Gildo - Hoje o Pré-Carnaval de Fortaleza é muito importante pra cultura popular, pra cultura do samba, pra essa irreverência carnavalesca que existe no Brasil todo. O Pré-Carnaval de Fortaleza nasceu, cresceu e não vai morrer nunca. A não ser que as autoridades queiram parar de vez. Mas eu acho que mesmo parando, essa bateria vai fazer alguma coisa, nem que seja no meu quintal, mas esta aqui não morre nunca. O Pré é de uma importância muito grande pra cultura, pros turistas. A gente faz o ensaio aqui, todos os sábados vem turistas de todas as qualidades, olha, samba, brinca. Isso pra gente é a coisa mais importante do mundo.

OP - O senhor já teve de fazer algum sacrifício pela bateria?

Gildo - A minha mulher diz assim: “Meu filho, você já tem 60 anos e não perde um sábado nessa bateria”. Aí eu digo pra ela: “É a minha diversão”. Eu saio de casa meio-dia, todos os sábados, independente de Pré-Carnaval, pra vir pra cá (o local de ensaio, na rua José Avelino). E é realmente bem quentinho, como você tá vendo (a entrevista aconteceu às 14 horas, na calçada). Aí eu venho, com meu jeitinho de ser, pego meu “onibuzinho”, venho, depois volto pra casa 19 horas. O ano todo. Então, o sacrifício é esse. Mas tem outra página: o prazer de ver as pessoas brincando, extravasando. O que dá prazer à gente é isso. Não se faz Carnaval, nem Pré-Carnaval pra ganhar dinheiro. Se faz Carnaval e Pré-Carnaval pra se divertir!

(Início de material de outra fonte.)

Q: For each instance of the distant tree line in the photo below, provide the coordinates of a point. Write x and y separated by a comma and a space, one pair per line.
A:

OP - O que o senhor acha que o Carnaval de Fortaleza ainda precisa?

Gildo - Precisa de muita coisa. De vontade dos políticos, da Secretaria de cultura, tanto de Governo (do Estado) como de Prefeitura. Tem muita gente que ainda viaja pro Interior. Se aqui tivesse um Carnaval bom, bem estruturado, bem organizado, não digo só pelo dinheiro, não. Não é só isso. (Que) Ajudasse e exigisse a qualidade. Aí você ia ver pouca gente sair pras cidades do interior. O Carnaval da (avenida) Domingos Olímpio é bom, é povão, mas não é assim uma coisa que chame você, pra você dizer que “adorou”. Mas poderia ser muito bom, porque tem blocos, tem afoxés, tem maracatu. Que são as raízes da gente. Pra crescer mesmo, tínhamos de ter muita boa vontade, não só financeiramente, mas em termos logísticos em geral, apoio, estrutura, organização. Tudo isso tem, mas poderia ser bem melhor.

OP - O senhor se imagina sem a Unidos da Cachorra?

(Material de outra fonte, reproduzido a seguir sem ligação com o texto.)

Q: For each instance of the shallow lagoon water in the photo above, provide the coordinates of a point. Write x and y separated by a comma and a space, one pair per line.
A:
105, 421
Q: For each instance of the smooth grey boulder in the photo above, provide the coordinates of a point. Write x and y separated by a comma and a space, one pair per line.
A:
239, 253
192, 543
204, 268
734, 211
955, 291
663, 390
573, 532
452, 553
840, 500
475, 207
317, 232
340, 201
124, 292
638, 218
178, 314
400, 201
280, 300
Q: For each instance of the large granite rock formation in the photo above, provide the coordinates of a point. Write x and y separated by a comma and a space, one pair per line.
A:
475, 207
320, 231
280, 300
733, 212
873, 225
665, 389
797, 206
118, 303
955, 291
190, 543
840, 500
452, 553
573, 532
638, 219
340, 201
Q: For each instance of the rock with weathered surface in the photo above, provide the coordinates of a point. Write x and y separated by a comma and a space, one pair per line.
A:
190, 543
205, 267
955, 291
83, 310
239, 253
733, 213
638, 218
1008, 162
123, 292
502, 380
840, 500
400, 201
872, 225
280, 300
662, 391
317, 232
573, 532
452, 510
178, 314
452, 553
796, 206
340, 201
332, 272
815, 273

Gildo - Se um dia eu tiver que sair dessa bateria não vai ser por minha vontade. Às vezes a saúde impede, mas falei pra você que eu tenho três amores, minha mulher, meu filho e essa bateria. Se, por ventura, acontecer de o Gildo ter de se ausentar da bateria, temporário ou definitivo, eu vou sentir muito… porque eu amo essa bateria! Essa bateria quando sai eu fico todo arrepiado. Eu lhe digo com toda sinceridade, independente de eu ser o presidente, porque nós somos presidentes, todos que fazem essa bateria são presidentes, todos são iguais. O importante é fazer essa bateria melhorar cada vez mais, crescer em todos os sentidos, com qualidade, respeito, decência, irreverência e, acima de tudo, paz. Nessa bateria, nunca vi uma desavença. Isso qui é uma família, você só venha pra cá com o sorriso aberto, pra sair de casa e dizer assim: “vou ali na minha outra família, vou sambar na Cachorra, vou me divertir na Cachorra”. Quando eu chego em casa, depois do percurso, eu chego em casa morto de feliz! Porque deu tudo certo. Estafado um pouco, mas morto de feliz!